Dolphin in captivity dies from cancer aggravated by stress in Turkey, rights group claims

Dolphin in captivity dies from cancer aggravated by stress in Turkey, rights group claims

ANTALYA – Doğan News Agency
Dolphin in captivity dies from cancer aggravated by stress in Turkey, rights group claims

DHA Photo

A dolphin reportedly forced to perform for entertainment has died of cancer due to stress, an animal rights group announced, demanding that the facility holding some three other dolphins be closed and for animals to be freed.

The dolphin died in Moonlight Dolphin Park in Turkey’s southern province of Antalya’s Kemer district yesterday and there are still three dolphins being used by the facility, according to the initiative “Freedom for Dolphins Platform” (Yunuslara Özgürlük Platformu).

Ayışığı Facility’s Moonlight Dolphin Park was sold by its owner to Selicor Tourism and the Dolphin Show Center in it was sold to Ergün Tourism, which holds therapy sessions with disabled children.

A dispute between the owner of the facility and the renters moved the sites to the court and the public prosecutor closed the park down on Aug 12.

The dolphins’ destiny was left in an uncertain situation from then on and one dolphin died of cancer yesterday.

The platform asked officials to determine the reason of death and for the other three dolphins to be examined in case of a contagious disease, requesting for dolphins to be transferred to a special area for them as the park is set to remain closed permanently.

The platform’s representative Öykü Yağcı said Antalya holds a record in Turkey by hosting five dolphins show parks.

At Sealanya Dolphin Show Center, some four dolphins had died in succession in 2010, but there had been no legal investigation into the case.

The initiative also asks for “the captivity of marine mammals that has been going on in nine different facilities in our country to be ended.”

“In dolphin parks, an outdated sense of entertainment which lacks empathy is imposed on our children. These captive marine animals, far away from their natural habitats and natural behavior, are misrepresented to our children who eventually become part of this dirty commerce,” the group says.

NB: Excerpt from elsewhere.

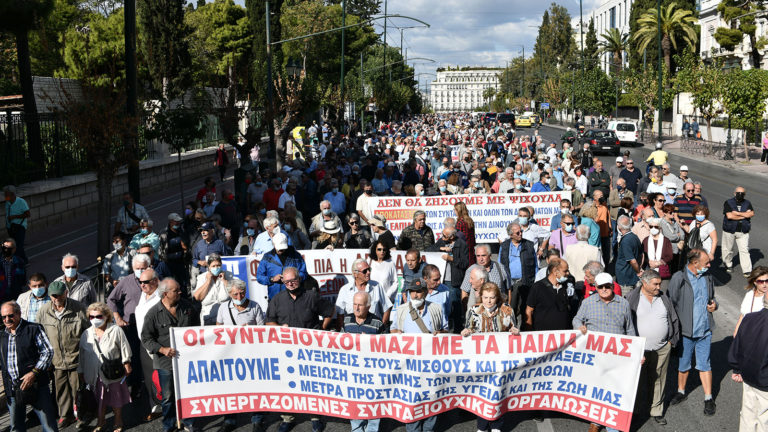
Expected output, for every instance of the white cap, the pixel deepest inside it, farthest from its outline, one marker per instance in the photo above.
(280, 241)
(603, 278)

Dolphins, whales, sea lions, seals and walruses are among the species which are forbidden to hunt.

Keeping them in captivity and using them for commercial purposes is a violation of the Bern Convention on the Conservation of European Wildlife and Natural Habitats, which is also signed by Turkey, the platform states on its website.

The Dolphin Park in Antalya’s Kaş, which received strong criticism from NGOs for using the animals for show, was finally closed in May.

Two dolphins kept in captivity in a dolphin park were transferred on April 25 to the Moonlight Dolphinarium in Kemer following an outcry over their treatment.

The dolphins were previously brought to Kaş for rehabilitation from the Aegean province of Muğla’s Bodrum town but were in fact kept at the center that used the animals for entertainment.